Saya tidak berani menjawab. Marilah kita bertanya pada diri kita masing-masing. Selanjutnya, marilah kita tengok sekeliling kita. Mereka yang frustasi dan memberontak pada orangtua, anak-anak siapakah itu? Mereka yang tertangkap saat meminum obat-obat terlarang, anak-anak siapakah itu? Mereka yang berkelahi dan saling menerkam, anak-anak siapakah itu? Mereka bukan orang lain. Di antara mereka adalah anak-anak orang Islam. Bapaknya Islam. Ibunya Islam. Dan kampung mereka dikenal sebagai kampung Islam. Mengapa ini terjadi?

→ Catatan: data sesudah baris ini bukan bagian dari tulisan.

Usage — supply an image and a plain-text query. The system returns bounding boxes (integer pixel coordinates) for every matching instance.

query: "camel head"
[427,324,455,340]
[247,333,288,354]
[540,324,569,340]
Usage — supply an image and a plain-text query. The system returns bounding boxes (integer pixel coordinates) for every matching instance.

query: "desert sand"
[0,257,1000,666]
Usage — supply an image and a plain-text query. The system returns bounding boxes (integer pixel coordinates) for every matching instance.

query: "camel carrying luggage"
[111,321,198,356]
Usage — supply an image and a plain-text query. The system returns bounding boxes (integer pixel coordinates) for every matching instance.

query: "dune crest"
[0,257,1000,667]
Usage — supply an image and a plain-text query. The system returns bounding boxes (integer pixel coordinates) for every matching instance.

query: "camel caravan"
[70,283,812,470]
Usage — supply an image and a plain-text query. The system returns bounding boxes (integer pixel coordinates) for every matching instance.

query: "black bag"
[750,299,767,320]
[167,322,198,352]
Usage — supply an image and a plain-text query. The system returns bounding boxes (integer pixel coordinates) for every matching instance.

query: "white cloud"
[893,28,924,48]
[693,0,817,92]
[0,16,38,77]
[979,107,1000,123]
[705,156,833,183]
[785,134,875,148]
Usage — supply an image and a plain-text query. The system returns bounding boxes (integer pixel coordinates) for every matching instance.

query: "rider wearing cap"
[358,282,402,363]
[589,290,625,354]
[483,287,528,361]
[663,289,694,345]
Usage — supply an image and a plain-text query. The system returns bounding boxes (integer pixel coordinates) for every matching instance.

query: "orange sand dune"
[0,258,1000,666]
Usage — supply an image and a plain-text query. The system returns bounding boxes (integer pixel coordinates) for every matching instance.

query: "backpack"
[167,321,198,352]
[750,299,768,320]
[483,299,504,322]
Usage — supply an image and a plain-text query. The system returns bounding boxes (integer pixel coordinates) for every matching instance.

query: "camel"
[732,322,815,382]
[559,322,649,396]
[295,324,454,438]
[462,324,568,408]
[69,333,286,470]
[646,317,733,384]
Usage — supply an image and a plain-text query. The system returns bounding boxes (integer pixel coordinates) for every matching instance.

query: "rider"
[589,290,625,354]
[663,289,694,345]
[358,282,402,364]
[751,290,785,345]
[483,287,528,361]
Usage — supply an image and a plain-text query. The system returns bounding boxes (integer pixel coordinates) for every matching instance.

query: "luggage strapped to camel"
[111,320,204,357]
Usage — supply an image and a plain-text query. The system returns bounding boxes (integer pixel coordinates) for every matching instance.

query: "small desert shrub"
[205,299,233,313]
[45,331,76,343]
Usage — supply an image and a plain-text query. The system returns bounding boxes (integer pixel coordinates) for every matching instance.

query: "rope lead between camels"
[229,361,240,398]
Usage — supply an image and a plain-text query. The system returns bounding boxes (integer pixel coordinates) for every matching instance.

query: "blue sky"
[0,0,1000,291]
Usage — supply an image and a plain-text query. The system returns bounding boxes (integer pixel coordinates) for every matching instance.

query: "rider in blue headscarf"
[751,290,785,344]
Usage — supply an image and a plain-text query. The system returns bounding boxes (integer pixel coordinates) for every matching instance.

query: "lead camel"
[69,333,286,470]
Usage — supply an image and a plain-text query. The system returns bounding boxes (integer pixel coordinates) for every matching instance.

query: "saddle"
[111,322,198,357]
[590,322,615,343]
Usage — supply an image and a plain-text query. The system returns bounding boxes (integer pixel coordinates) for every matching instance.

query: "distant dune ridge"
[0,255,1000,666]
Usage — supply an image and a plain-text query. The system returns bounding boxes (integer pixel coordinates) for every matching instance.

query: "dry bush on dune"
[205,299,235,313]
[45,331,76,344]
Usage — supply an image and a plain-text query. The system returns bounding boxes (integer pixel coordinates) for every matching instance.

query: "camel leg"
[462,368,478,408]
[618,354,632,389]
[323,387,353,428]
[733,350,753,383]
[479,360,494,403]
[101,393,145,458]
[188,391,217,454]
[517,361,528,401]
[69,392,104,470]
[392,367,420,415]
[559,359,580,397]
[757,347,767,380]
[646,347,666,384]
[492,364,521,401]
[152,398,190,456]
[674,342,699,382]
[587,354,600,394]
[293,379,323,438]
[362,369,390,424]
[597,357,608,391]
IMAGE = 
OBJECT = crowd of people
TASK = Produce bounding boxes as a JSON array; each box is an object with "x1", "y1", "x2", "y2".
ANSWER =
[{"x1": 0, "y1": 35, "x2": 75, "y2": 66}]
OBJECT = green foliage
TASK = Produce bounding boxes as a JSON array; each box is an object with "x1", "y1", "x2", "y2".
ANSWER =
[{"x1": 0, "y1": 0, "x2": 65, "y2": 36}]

Saya tidak berani menjawab. Marilah kita bertanya pada diri kita masing-masing. Pada saat yang sama, marilah kita lihat apa yang terpancang di rumah-rumah saudara kita. Kalau dulu mereka mengisi saat-saat yang sepi dengan kidung barzanji atau maulid nabi, sekarang telah berganti dengan antena parabola dan pesawat televisi di atas 30 inchi. Kalau dulu mata yang maksiat ditangisi tak henti-henti, sekarang hiburan telanjang dihadirkan ke rumah-rumah orang “mukmin” melalui televisi dengan mengorbankan waktu-waktu produktif. Sementara, koran-koran menyajikan isu dan gosip yang tak jelas ujung pangkalnya lantaran semua telah berdiri di atas agama baru yang bernama bisnis dan konsumtivisme. Baju baru menjadi lebih berharga daripada harga diri, sehingga seorang gadis bersedia tidak perawan lagi demi memperolek gemerlap mode dan penampilan trendy.

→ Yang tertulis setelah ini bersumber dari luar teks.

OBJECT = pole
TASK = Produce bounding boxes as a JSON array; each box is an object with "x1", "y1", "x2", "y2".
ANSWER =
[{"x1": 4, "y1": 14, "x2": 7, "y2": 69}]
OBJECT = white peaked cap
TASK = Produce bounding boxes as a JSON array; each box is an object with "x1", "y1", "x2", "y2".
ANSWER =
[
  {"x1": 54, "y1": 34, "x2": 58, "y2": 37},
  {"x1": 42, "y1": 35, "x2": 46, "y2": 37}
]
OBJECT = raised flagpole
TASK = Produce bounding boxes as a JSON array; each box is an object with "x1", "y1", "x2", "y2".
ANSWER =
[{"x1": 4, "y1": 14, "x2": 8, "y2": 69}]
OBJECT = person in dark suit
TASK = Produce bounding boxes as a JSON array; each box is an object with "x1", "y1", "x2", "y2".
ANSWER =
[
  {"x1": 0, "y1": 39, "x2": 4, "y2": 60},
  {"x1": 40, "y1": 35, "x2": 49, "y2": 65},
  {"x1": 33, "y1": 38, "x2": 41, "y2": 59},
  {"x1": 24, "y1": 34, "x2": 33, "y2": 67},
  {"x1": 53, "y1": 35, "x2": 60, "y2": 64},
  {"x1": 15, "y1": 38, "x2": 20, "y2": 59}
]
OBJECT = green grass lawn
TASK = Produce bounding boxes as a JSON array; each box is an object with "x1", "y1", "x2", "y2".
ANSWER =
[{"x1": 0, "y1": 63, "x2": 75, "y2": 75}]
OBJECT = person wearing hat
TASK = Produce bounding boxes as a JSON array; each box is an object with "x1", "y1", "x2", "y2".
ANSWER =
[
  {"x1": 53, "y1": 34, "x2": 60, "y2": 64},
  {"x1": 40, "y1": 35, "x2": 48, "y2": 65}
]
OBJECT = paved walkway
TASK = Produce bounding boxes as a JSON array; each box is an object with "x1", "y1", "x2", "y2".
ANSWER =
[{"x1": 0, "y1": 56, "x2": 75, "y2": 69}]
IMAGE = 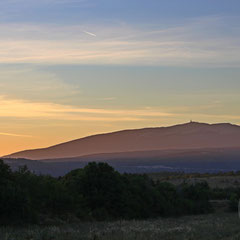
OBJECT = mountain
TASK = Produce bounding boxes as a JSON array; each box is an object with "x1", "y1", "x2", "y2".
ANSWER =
[
  {"x1": 4, "y1": 148, "x2": 240, "y2": 177},
  {"x1": 5, "y1": 122, "x2": 240, "y2": 160}
]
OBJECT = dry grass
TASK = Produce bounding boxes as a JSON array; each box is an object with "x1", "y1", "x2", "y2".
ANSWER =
[{"x1": 0, "y1": 213, "x2": 240, "y2": 240}]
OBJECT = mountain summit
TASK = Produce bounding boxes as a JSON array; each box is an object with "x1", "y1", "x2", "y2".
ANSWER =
[{"x1": 5, "y1": 121, "x2": 240, "y2": 160}]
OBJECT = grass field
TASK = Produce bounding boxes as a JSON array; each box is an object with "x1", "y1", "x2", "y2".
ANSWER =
[{"x1": 0, "y1": 213, "x2": 240, "y2": 240}]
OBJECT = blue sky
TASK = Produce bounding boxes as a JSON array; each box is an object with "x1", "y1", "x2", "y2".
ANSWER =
[{"x1": 0, "y1": 0, "x2": 240, "y2": 154}]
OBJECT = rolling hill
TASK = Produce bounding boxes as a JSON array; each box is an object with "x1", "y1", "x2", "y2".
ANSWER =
[{"x1": 5, "y1": 122, "x2": 240, "y2": 160}]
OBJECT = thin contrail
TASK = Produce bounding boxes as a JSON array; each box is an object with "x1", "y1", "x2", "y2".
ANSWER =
[
  {"x1": 83, "y1": 31, "x2": 97, "y2": 37},
  {"x1": 0, "y1": 132, "x2": 32, "y2": 138}
]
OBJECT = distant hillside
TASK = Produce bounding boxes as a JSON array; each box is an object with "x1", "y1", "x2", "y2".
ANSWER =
[
  {"x1": 5, "y1": 122, "x2": 240, "y2": 160},
  {"x1": 4, "y1": 148, "x2": 240, "y2": 176}
]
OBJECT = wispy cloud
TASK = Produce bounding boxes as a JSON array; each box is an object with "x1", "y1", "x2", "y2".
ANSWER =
[
  {"x1": 0, "y1": 17, "x2": 240, "y2": 67},
  {"x1": 83, "y1": 31, "x2": 97, "y2": 37},
  {"x1": 0, "y1": 97, "x2": 172, "y2": 122},
  {"x1": 0, "y1": 132, "x2": 33, "y2": 138}
]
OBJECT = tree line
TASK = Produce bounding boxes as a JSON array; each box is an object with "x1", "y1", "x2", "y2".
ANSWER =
[{"x1": 0, "y1": 160, "x2": 212, "y2": 224}]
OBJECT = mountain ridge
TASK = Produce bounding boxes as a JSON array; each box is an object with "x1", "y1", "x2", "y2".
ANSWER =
[{"x1": 4, "y1": 121, "x2": 240, "y2": 160}]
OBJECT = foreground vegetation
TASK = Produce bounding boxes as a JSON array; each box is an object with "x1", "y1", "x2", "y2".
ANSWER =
[
  {"x1": 0, "y1": 161, "x2": 212, "y2": 225},
  {"x1": 0, "y1": 213, "x2": 240, "y2": 240}
]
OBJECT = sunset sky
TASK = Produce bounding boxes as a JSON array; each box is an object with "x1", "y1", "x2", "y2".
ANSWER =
[{"x1": 0, "y1": 0, "x2": 240, "y2": 155}]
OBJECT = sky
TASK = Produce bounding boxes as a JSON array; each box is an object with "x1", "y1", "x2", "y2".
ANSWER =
[{"x1": 0, "y1": 0, "x2": 240, "y2": 156}]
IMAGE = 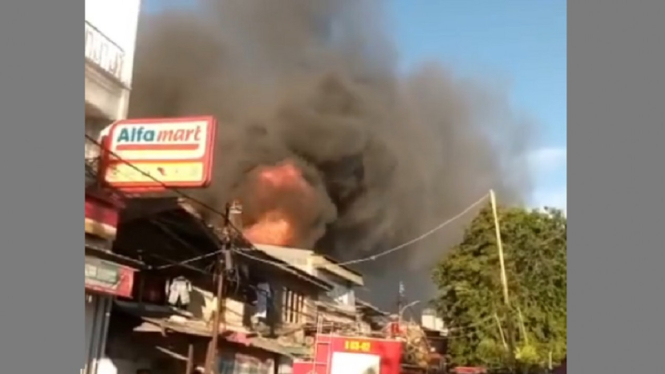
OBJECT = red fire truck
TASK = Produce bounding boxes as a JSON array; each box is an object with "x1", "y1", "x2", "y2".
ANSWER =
[{"x1": 293, "y1": 334, "x2": 403, "y2": 374}]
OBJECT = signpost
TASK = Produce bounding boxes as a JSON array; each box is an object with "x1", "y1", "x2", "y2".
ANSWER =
[{"x1": 102, "y1": 117, "x2": 217, "y2": 192}]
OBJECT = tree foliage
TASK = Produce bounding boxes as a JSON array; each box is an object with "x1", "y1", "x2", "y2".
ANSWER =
[{"x1": 433, "y1": 207, "x2": 567, "y2": 372}]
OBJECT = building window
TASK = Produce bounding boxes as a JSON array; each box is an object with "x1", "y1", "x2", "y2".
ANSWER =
[
  {"x1": 328, "y1": 285, "x2": 356, "y2": 307},
  {"x1": 217, "y1": 354, "x2": 274, "y2": 374},
  {"x1": 282, "y1": 288, "x2": 305, "y2": 323}
]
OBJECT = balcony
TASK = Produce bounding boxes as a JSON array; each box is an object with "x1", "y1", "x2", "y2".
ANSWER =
[{"x1": 85, "y1": 21, "x2": 129, "y2": 119}]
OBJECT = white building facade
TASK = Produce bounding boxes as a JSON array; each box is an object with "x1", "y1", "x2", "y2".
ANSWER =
[{"x1": 81, "y1": 0, "x2": 140, "y2": 374}]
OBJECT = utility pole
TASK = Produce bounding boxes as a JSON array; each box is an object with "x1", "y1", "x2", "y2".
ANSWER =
[
  {"x1": 204, "y1": 206, "x2": 233, "y2": 374},
  {"x1": 490, "y1": 190, "x2": 515, "y2": 369}
]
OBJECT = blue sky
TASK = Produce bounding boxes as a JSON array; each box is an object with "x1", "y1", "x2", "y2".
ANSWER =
[
  {"x1": 391, "y1": 0, "x2": 567, "y2": 209},
  {"x1": 144, "y1": 0, "x2": 567, "y2": 209}
]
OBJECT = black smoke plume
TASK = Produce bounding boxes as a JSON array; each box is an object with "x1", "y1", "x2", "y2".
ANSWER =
[{"x1": 130, "y1": 0, "x2": 532, "y2": 307}]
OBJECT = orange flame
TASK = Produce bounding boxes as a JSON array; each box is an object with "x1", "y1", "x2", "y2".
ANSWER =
[
  {"x1": 244, "y1": 161, "x2": 311, "y2": 246},
  {"x1": 245, "y1": 210, "x2": 297, "y2": 246}
]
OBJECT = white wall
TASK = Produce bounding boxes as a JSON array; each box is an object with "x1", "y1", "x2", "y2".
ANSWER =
[
  {"x1": 82, "y1": 292, "x2": 112, "y2": 374},
  {"x1": 316, "y1": 269, "x2": 356, "y2": 309},
  {"x1": 85, "y1": 0, "x2": 141, "y2": 86}
]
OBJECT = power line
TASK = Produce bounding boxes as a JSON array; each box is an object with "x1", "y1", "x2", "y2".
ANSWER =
[
  {"x1": 328, "y1": 194, "x2": 489, "y2": 265},
  {"x1": 85, "y1": 134, "x2": 489, "y2": 268}
]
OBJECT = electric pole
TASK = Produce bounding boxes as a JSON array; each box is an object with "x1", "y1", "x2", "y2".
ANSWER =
[
  {"x1": 490, "y1": 190, "x2": 515, "y2": 370},
  {"x1": 204, "y1": 205, "x2": 233, "y2": 374}
]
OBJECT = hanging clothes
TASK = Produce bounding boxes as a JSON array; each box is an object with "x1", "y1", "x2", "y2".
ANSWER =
[
  {"x1": 254, "y1": 283, "x2": 272, "y2": 319},
  {"x1": 166, "y1": 276, "x2": 192, "y2": 307}
]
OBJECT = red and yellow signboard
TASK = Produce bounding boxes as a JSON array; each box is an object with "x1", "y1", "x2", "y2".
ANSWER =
[
  {"x1": 293, "y1": 335, "x2": 402, "y2": 374},
  {"x1": 102, "y1": 117, "x2": 216, "y2": 191}
]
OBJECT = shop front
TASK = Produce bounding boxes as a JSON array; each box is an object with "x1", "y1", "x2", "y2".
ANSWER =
[
  {"x1": 82, "y1": 193, "x2": 136, "y2": 374},
  {"x1": 83, "y1": 256, "x2": 135, "y2": 374}
]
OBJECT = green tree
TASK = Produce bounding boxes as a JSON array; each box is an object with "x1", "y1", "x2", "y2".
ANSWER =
[{"x1": 433, "y1": 207, "x2": 567, "y2": 372}]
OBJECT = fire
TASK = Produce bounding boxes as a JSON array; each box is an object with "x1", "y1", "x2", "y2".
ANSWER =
[
  {"x1": 244, "y1": 161, "x2": 311, "y2": 246},
  {"x1": 245, "y1": 210, "x2": 297, "y2": 246}
]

Betapa banyak yang telah kita lupakan atau bahkan sengaja kita tinggalkan. Kalau dulu tetangga merasa ikut bertanggungjawab atas kebaikan anak tetangganya sehingga anak-anak berkembang dalam kesejukan, sekarang ketika orangtua mendapati anaknya nakal yang terucap adalah kata-kata, “Apa salah saya? Kenapa anak saya yang begini?” Padahal, perasaan tidak pernah menyakiti orang lain.” Kenapa anak saya yang begini? menyiratkan kesaksian hati untuk mengikhlaskan anak-anak orang lain rusak, asal jangan merusak anak sendiri. Sehingga ketika anak sendiri yang rusak, pertanyaan yang muncul adalah, “Kenapa anak saya yang begini? Kenapa bukan anak orang lain?”